My school is located right on the shore of the Hillsborough River.  We have science classes that learn about water quality by testing river water.  Our PE classes have a fishing unit that includes catch and release programs.  What other ways can we take advantage of this amazing natural resource?  How can I bring some of that in to the library?

This book has given me a lot of ideas and resources for future grants and projects I’d like to see happen at my school.  I want to collaborate with some science classes to study air quality and see how we can improve our school’s air quality with purifiers and indoor plants.  My PTSA has been talking about creating an outdoor classroom, which has so much potential.  I’d love to see the quality of the food made available to students improve as well, but that one will be harder to accomplish, being in the 9th largest school district in the country.

Book Review: The Eye of Minds

eye of minds

I loved The Maze Runner when it first came out, and quickly devoured the sequels.  When I heard that Dashner had come out with a sci-fi gaming thriller, The Eye of Minds, I knew I wanted to read it, and it did not disappoint.

Here’s my review from Goodreads:

In a futuristic world, virtual reality gaming has risen to another level. Gamers can step into their gaming coffins and have a complete sensory experience for days at a time. They can take risks and do things they wouldn’t normally do, because even if they die in a game, they’ll just wake up back in their coffin. But someone named Kaine is messing with that order, and people are dying in real life.

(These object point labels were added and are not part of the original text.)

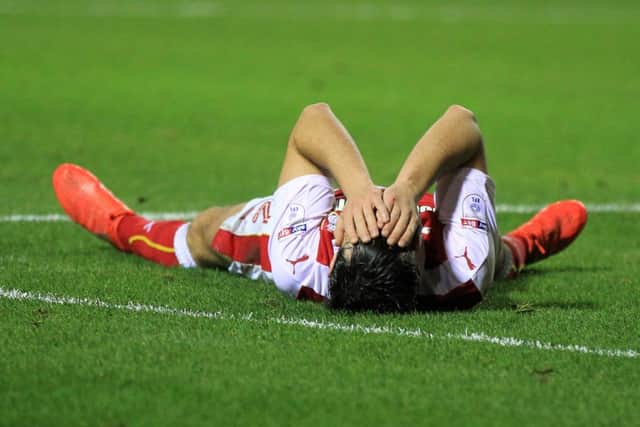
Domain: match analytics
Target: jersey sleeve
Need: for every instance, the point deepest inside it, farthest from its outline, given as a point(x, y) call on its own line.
point(469, 235)
point(298, 209)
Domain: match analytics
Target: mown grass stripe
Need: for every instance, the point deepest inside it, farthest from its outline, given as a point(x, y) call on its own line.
point(16, 294)
point(501, 208)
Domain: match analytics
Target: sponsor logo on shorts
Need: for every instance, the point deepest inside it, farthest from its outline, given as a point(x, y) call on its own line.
point(291, 230)
point(474, 223)
point(293, 262)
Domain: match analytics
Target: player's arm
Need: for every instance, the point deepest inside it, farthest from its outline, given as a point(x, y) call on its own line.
point(452, 142)
point(320, 144)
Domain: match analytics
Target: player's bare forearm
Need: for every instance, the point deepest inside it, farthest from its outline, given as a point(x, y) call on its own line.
point(319, 143)
point(452, 142)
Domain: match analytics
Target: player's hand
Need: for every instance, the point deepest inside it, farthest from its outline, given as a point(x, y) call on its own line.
point(362, 218)
point(403, 215)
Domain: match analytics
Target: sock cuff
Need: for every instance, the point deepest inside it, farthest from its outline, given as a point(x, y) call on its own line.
point(182, 252)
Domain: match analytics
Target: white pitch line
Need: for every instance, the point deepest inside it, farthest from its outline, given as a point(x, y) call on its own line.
point(16, 294)
point(188, 215)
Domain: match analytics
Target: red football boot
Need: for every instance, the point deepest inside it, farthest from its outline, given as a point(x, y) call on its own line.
point(547, 233)
point(88, 202)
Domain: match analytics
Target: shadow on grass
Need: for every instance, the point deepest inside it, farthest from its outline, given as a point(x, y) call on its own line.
point(499, 297)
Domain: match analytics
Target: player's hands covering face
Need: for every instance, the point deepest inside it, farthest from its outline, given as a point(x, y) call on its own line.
point(363, 216)
point(403, 216)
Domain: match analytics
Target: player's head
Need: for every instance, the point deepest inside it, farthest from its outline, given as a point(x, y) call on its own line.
point(373, 276)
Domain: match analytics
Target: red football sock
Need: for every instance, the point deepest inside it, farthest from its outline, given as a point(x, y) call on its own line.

Micheal is a gamer who longs to get to make it to the deepest hidden levels of the gaming world. The VNS, the government authority over gaming, give him a mission to find Kaine and stop him. And they don’t give him a choice either.

This was a great, fast-paced, action packed sci-fi thriller, with lots of twists and turns that you don’t expect. The book is satisfying, and leaves you itching to get the sequel. There are a couple of mature parts (witnessing a suicide first-hand, references to “pleasure shacks”), but they aren’t bad enough to push it into YA territory. Awesome middle grade read.